Tegen deze uitspraak kunnen beide partijen binnen zes weken na de verzenddatum beroep in cassatie instellen bij

de Hoge Raad der Nederlanden (belastingkamer)

Postbus 20303,

2500 EH Den Haag.

Daarbij moet het volgende in acht worden genomen:

1 - bij het beroepschrift wordt een afschrift van deze uitspraak overgelegd;

2 - het beroepschrift moet ondertekend zijn en ten minste het volgende vermelden:

a. de naam en het adres van de indiener;

b. de dagtekening;

c. een omschrijving van de uitspraak waartegen het beroep in cassatie is gericht;

d. de gronden van het beroep in cassatie.
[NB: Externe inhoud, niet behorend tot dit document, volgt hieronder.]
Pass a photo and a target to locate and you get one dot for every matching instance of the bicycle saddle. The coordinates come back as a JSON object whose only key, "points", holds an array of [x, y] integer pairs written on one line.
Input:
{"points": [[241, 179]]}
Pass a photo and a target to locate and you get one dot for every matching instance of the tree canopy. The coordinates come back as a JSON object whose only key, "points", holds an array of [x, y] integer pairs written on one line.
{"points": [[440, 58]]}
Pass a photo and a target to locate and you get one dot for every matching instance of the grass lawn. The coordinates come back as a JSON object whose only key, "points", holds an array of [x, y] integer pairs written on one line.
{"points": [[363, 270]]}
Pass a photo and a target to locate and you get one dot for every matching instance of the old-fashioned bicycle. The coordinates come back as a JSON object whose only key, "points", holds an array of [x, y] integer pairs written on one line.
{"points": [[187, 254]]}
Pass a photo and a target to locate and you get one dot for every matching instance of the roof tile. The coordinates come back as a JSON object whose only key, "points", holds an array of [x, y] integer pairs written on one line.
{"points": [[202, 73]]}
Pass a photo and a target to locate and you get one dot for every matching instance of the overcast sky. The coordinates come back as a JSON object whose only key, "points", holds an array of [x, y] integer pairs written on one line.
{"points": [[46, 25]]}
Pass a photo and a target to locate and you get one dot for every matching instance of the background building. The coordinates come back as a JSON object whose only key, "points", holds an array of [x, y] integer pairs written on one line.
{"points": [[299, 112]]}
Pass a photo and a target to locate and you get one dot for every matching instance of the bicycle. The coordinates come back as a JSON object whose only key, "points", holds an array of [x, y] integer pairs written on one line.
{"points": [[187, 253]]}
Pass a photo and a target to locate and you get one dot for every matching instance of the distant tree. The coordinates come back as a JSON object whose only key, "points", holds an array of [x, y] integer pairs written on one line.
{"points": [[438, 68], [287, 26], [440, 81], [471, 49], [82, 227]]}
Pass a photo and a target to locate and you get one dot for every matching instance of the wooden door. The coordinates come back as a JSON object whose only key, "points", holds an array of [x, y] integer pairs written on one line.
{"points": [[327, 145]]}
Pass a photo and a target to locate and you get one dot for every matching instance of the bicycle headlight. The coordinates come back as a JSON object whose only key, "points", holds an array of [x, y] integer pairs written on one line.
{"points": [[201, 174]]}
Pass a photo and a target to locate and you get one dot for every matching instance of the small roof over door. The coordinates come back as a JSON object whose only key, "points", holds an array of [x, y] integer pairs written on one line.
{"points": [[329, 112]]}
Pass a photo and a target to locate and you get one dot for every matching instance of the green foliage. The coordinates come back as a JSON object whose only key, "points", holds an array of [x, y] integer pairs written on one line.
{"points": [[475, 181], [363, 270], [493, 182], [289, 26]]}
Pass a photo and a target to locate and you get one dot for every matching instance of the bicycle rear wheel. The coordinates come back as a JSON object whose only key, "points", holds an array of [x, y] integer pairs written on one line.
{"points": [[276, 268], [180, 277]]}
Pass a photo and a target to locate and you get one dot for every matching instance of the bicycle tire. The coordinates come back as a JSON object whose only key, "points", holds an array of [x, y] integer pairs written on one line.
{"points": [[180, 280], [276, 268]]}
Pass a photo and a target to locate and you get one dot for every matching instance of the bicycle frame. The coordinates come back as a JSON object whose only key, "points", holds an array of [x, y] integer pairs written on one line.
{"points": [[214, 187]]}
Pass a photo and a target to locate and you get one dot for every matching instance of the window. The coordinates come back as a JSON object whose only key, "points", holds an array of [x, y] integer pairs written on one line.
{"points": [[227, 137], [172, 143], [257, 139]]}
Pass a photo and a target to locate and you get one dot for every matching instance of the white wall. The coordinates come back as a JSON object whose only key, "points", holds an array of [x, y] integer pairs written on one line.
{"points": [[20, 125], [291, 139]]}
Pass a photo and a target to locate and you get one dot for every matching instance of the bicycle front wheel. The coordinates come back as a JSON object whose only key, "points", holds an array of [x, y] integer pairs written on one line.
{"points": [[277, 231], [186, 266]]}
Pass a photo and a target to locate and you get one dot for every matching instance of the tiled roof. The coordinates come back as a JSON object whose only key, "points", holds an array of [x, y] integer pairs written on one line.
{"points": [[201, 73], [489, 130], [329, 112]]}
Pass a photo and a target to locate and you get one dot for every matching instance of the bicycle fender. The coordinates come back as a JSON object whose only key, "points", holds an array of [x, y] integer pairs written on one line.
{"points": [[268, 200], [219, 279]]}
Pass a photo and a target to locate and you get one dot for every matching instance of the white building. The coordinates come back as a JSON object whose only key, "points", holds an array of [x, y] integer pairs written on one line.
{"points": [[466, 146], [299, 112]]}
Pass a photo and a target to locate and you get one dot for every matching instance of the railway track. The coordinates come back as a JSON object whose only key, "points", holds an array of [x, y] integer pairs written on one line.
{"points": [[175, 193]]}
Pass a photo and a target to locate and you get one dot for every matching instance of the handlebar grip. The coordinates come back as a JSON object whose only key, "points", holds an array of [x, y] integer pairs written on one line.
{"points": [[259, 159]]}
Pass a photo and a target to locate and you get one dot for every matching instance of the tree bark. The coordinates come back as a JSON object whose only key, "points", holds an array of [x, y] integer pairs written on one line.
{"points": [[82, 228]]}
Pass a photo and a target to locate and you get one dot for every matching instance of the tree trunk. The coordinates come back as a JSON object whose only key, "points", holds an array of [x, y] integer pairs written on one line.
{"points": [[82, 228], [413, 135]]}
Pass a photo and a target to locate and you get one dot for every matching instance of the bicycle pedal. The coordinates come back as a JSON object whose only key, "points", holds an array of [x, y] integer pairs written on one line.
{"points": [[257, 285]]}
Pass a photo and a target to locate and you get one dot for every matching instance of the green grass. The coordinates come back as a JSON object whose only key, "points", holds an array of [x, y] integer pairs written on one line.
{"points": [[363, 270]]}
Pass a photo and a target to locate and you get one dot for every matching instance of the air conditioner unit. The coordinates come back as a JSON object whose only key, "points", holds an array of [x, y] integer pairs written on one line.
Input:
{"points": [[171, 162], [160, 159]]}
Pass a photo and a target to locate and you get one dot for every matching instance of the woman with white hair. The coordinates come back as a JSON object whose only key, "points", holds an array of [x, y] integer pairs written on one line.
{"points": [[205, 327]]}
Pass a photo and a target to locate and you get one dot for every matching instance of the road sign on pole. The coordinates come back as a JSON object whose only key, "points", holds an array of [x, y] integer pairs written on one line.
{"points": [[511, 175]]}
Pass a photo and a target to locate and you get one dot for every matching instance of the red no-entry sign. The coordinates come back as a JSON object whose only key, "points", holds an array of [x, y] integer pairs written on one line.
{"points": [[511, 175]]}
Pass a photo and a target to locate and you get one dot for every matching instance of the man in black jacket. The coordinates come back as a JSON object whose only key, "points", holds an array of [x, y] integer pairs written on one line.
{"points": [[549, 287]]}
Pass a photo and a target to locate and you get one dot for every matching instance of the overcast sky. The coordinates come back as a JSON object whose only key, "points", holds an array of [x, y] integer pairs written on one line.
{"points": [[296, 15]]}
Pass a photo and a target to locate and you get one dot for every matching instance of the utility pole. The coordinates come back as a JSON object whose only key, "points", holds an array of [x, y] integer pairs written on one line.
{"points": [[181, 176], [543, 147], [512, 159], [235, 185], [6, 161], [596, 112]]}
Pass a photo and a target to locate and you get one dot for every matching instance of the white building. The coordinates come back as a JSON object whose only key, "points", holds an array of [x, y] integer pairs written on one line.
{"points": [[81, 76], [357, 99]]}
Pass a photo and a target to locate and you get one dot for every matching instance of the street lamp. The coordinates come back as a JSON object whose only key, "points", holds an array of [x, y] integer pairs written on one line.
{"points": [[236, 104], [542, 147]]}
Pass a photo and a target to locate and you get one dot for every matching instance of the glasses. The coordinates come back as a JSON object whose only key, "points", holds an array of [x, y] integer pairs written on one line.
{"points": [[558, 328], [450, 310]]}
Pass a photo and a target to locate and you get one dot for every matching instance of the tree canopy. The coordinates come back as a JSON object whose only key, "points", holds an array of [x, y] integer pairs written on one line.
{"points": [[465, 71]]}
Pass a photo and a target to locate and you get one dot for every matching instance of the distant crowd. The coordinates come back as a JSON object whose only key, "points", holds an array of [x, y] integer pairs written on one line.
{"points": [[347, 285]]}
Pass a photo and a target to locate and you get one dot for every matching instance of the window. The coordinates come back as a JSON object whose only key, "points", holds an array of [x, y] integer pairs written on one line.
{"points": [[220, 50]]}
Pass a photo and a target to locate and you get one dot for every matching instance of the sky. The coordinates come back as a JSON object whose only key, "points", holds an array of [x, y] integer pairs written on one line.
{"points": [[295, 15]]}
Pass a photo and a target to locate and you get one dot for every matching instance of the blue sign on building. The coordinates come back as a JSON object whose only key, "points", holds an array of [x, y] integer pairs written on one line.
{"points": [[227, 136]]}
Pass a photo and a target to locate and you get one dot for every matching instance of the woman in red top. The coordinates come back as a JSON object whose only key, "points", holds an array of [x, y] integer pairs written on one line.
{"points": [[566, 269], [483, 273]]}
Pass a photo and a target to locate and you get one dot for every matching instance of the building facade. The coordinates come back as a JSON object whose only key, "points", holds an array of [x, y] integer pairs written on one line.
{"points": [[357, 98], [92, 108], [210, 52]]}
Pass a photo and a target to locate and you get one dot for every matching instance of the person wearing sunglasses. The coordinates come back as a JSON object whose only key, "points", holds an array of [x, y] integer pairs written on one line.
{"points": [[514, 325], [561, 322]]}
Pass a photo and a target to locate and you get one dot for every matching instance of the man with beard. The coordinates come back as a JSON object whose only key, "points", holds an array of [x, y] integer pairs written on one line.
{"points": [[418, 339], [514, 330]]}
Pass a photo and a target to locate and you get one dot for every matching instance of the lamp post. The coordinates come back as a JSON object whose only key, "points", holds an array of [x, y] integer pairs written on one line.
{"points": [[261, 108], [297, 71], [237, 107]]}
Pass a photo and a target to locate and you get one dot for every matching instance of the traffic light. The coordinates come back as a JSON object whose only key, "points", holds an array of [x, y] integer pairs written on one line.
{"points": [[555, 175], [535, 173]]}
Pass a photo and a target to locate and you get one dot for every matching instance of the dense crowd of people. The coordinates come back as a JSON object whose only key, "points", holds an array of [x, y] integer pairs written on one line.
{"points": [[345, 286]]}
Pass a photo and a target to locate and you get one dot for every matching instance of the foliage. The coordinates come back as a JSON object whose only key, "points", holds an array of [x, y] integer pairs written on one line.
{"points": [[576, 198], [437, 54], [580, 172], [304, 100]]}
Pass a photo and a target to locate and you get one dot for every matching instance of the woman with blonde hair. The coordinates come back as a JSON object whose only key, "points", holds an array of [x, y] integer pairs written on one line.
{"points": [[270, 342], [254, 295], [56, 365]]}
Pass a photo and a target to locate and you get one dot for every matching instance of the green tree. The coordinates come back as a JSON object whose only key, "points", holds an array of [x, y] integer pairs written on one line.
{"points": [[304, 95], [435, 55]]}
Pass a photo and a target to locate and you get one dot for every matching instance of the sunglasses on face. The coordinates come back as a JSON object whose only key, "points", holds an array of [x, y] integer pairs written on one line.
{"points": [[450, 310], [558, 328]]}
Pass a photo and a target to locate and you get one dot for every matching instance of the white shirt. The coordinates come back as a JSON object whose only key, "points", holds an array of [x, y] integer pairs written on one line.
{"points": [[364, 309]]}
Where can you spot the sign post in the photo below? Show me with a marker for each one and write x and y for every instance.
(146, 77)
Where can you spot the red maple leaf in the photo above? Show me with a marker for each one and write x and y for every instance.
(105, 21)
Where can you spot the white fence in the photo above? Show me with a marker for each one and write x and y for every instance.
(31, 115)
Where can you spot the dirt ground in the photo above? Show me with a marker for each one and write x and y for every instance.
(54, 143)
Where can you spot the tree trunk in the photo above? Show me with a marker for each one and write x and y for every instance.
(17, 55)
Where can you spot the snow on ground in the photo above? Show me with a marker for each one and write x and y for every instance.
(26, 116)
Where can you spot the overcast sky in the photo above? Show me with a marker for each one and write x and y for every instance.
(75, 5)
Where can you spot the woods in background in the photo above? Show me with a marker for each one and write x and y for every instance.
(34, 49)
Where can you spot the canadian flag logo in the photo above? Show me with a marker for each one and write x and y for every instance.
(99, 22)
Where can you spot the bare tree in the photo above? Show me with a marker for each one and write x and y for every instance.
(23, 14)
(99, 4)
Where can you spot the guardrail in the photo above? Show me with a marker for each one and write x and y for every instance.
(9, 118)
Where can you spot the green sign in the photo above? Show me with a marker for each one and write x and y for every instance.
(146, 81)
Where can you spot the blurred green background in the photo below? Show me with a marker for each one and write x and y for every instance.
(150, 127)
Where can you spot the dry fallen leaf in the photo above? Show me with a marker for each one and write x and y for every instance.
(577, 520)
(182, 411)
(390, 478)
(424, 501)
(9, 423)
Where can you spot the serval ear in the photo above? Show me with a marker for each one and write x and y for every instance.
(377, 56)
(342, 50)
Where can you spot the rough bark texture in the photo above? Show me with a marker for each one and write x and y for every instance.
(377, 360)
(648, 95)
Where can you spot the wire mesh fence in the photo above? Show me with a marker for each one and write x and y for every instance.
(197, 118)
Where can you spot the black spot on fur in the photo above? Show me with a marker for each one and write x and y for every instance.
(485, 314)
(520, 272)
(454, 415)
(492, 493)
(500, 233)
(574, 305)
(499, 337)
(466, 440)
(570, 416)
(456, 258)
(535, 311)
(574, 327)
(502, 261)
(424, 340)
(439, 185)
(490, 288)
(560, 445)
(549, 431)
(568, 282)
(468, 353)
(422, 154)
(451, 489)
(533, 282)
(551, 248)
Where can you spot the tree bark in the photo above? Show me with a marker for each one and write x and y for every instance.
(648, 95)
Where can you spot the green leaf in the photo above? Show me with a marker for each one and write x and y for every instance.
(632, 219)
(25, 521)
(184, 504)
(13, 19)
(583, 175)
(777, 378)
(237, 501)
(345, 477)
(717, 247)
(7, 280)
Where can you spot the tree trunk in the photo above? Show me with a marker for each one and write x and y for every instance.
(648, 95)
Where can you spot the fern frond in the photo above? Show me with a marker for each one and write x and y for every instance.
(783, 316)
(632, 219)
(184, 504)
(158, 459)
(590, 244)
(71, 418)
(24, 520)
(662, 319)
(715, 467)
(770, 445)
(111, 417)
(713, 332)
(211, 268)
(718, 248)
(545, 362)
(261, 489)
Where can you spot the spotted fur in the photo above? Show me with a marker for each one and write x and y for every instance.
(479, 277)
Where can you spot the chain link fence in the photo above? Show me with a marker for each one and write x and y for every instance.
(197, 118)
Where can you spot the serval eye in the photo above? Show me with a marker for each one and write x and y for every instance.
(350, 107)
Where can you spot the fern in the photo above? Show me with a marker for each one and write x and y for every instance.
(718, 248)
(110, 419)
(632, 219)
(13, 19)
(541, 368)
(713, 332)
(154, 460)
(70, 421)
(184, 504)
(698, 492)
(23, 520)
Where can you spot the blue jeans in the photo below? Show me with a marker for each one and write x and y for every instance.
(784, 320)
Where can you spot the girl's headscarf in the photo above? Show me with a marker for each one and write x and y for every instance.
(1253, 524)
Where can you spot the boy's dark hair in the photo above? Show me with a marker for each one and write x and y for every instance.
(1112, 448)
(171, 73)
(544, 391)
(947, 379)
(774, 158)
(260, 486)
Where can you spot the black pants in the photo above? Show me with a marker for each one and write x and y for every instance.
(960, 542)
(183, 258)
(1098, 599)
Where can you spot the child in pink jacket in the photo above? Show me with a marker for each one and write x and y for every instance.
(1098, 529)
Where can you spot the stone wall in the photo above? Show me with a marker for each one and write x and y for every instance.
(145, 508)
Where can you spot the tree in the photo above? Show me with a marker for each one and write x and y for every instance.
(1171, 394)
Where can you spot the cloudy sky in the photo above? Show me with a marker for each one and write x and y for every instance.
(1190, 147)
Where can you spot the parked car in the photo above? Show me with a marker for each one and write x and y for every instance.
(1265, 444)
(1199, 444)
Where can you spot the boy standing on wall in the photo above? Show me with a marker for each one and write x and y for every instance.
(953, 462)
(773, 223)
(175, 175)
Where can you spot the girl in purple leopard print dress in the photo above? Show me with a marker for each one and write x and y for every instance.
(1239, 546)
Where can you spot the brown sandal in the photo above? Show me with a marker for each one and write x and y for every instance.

Voor het instellen van beroep in cassatie is griffierecht verschuldigd. Na het instellen van beroep in cassatie ontvangt de indiener een nota griffierecht van de griffier van de Hoge Raad.

In het cassatieberoepschrift kan de Hoge Raad verzocht worden om de wederpartij te veroordelen in de proceskosten.